Addiction functions similar to a non-contagious disease. When scanning the patient, the health analyzer will tell you to which substance (methamphetamine and nicotine are common) they are addicted to and the stage of withdrawal. With each progressive stage, the symptoms become worse: falling over, vomiting, shaking and so on.

  • There is little you can do. If they still have the chemical in their veins, you can try flushing it out as if it were a poison.
  • The patient can either take a further dose of the drug for temporary relief, or they'll just have to tough it out and wait until they overcome the addiction.
  • Chronic jitteriness can be fixed with five units of morphine or haloperidol.

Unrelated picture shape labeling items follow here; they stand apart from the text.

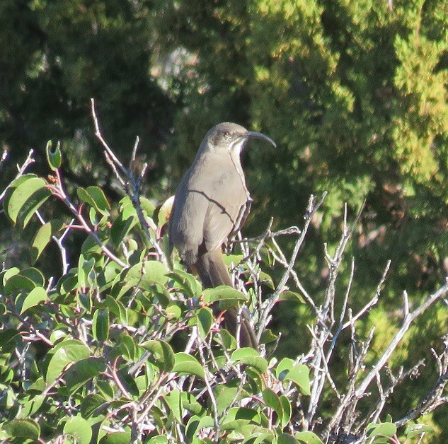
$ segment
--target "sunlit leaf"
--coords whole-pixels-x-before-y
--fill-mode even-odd
[[[61,144],[58,141],[56,144],[54,151],[52,151],[52,143],[51,140],[49,140],[45,147],[45,153],[47,154],[47,161],[48,165],[53,170],[55,171],[61,166],[62,163],[62,154],[61,153]]]
[[[3,428],[13,438],[38,440],[40,436],[40,427],[33,419],[13,419],[5,423]]]
[[[45,302],[48,299],[47,291],[42,287],[35,287],[27,295],[22,304],[21,315],[31,307],[35,307],[41,302]]]
[[[204,378],[204,369],[194,356],[180,351],[174,355],[174,366],[171,370],[176,373],[188,373]]]
[[[309,369],[303,364],[295,365],[286,375],[285,381],[290,380],[297,385],[304,395],[311,395],[309,385]]]
[[[79,444],[89,444],[92,438],[92,428],[82,416],[69,418],[64,426],[64,433],[73,436]]]
[[[31,243],[31,263],[35,264],[39,259],[42,251],[50,241],[52,236],[57,233],[64,226],[62,221],[54,219],[47,223],[44,223],[36,231]]]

In the meantime, you can offer your patient a bed in medbay until they no longer feel reliant. This is more for their safety, as they are very weak and open to mugging/assault during withdrawal.

Viruses

There are many different types of viruses on the station, each with its own effects and possible cures. Using a medical analyzer on someone who is infected will display specific information. For minor protection, wearing gloves and a biosuit is recommended. It doesn't hurt to have a syringe of spaceacillin on hand either. You may come in contact with:

  • Food poisoning
    • The most common condition you will encounter, which is caused by eating bad food. There is no quick fix, so advise your patient to take a nap. They can either fall asleep in medbay or any other bed.
  • Robotic transformation
    • The patient has nanomachines in their bloodstream. If nothing is done, their flesh will eventually rip apart to reveal a cyborg. Treat with electric shocks (see heart failure).
  • Kuru
    • This lethal condition can be caused by cannibalism, eating brain burgers or exposure to prions. There is no known cure, so scan them at genetics before they inevitably die.
  • Grave fever
    • Transmitted by vampires. It must be quickly counteracted with spaceacillin to prevent the patient from rotting away.
  • Clowning around
    • Usually the result of a random event. Without some spaceacillin, this virus gradually turns the patient into a clumsy clown.
  • Necrotic degeneration
    • Initially spread by NPC zombies. Extremely dangerous and contagious. Don't approach someone who is infected unless you have protective gear and the ability to heal yourself. Even then, it's much safer to avoid them entirely. Should you dare, an injection (not topical application!) of styptic powder is rumoured to cure this condition.